Ulinastatin also suppresses neutrophil accumulation and activity. The genes and proteins regulated by ulinastatin are implicated in the inflammatory process. Therefore, ulinastatin is not just a protease inhibitor, but can also prevent inflammation and cytokine-dependent signaling pathways. In preclinical and clinical studies, ulinastatin protected against acute lung injury, graft ischemia/reperfusion injury, renal failure after cardiopulmonary bypass, severe burn injury, septic shock, preterm birth, tumor invasion, and metastasis.
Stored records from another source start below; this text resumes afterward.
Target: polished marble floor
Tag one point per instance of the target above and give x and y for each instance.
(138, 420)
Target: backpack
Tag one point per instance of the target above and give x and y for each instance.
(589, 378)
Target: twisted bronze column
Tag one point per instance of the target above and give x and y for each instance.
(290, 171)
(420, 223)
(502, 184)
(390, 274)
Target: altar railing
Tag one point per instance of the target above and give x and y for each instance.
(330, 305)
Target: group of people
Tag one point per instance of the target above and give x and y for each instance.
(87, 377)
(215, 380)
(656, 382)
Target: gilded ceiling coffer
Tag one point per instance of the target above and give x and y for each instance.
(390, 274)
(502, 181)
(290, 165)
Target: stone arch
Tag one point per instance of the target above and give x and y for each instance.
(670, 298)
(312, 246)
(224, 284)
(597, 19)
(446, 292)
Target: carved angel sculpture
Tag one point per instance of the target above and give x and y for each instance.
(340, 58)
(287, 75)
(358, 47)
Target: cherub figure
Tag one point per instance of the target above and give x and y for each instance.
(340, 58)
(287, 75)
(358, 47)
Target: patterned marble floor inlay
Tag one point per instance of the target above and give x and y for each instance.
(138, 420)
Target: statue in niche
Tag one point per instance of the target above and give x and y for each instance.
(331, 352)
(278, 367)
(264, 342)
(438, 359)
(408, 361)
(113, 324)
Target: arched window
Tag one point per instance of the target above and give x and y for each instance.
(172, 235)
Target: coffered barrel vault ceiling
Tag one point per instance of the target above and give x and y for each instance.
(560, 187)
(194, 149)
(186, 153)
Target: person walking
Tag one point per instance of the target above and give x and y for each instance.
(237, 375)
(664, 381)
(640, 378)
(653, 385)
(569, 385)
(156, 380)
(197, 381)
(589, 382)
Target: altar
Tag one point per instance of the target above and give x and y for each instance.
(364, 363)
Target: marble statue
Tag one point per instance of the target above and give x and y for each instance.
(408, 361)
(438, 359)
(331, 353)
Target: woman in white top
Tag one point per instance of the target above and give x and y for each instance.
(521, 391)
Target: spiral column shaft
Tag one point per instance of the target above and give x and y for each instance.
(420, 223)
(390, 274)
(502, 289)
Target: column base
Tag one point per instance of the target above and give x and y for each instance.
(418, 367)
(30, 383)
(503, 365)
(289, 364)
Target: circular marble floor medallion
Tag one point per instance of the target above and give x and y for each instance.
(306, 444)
Its anti-metastatic properties may come from the inhibition of cell-bound plasmin activity. Ulinastatin also prevents tumor progression, partially by inhibiting cathepsin B activity. In particular, ulinastatin is thought to inhibit CD44 dimerization and suppress the MAP kinase signaling cascade, thus preventing ECM degradation, tumor cell invasion, and angiogenesis.

Altogether, ulinastatin plays an important role not only in the protection of organ injury during severe inflammation, but also in the inhibition of tumor invasion and metastasis.

==Dosage and administration==

Patients are typically given one or two 100,000 I.U. vials of ulinastatin (reconstituted in 100 ml of dextrose 5% or 100 ml of 0.9% normal saline) by intravenous infusion over the course of one hour, one to three times per day for three to five days. The dosage may be adjusted according to patients' age and the severity of symptoms.